For urban areas, the urban-unattended ground sensor (U-UGS) is used as a surveillance tool during building clearing operations, and in caves, sewers, tunnels, and other confined spaces. Textron Defense Systems, along with Honeywell, designed these wireless, hand emplaced system of sensors to be lightweight and low cost. The U-UGS network is capable of taking field-of-view images of intruders in all light conditions and transmits images to the FCS Network where immediate recognition of human intruders should be achieved, or, when imaging is not needed, by using the motion detector sensors only.

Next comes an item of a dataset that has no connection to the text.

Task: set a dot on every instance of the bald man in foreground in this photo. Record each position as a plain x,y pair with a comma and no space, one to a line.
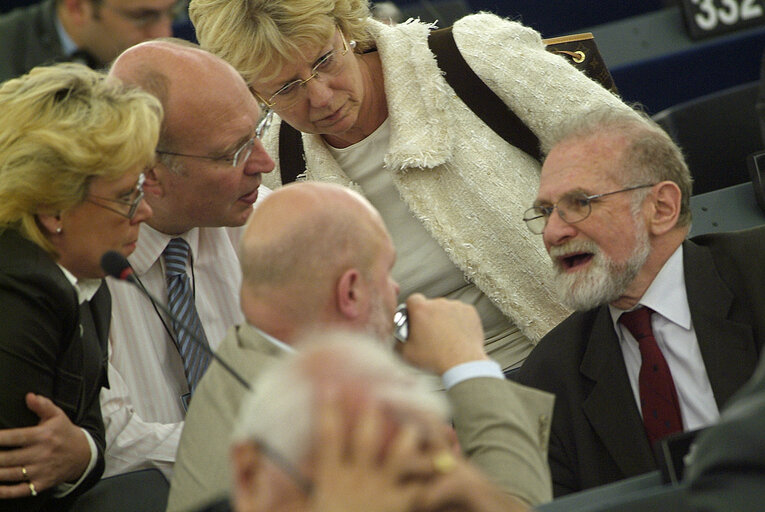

The proposed U-UGS sensors are made up of the following:
- The gateway bridges U-UGS sensor field to the FCS network and relays motion alarm and image data. It's capable to be monitored locally by a soldier or remotely through a FCS network enabled modulevehicle.
- The intrusion node is a motion sensor that detects movement and is able to tell the difference between animal and human beings.
- The imager node is a combination of motion sensor and all light condition capable imager camera to make pictorial identification easier.

=== OmniSense ===
The Army Research Laboratory (ARL) developed Omnisense for perimeter defense and border-monitoring applications in collaboration with McQ Inc. In 2005, the OmniSense system was commercialized and fielded by the U.S. Army.

Persistent surveillance sensors were deployed in quantity to war-fighting areas to monitor roads, borders, and areas of interest for insurgent activities. This networked UGS system connected users to remotely deployed sensors, enabling the receipt of target information and allowing for the remote reconfiguration of sensors The detected targets were tracked with either a daytime color camera or an uncooled nighttime infrared camera, so the user sees the target as it is detected.

The US Army has cited OmniSense as “One of the Greatest Inventions of 2006.”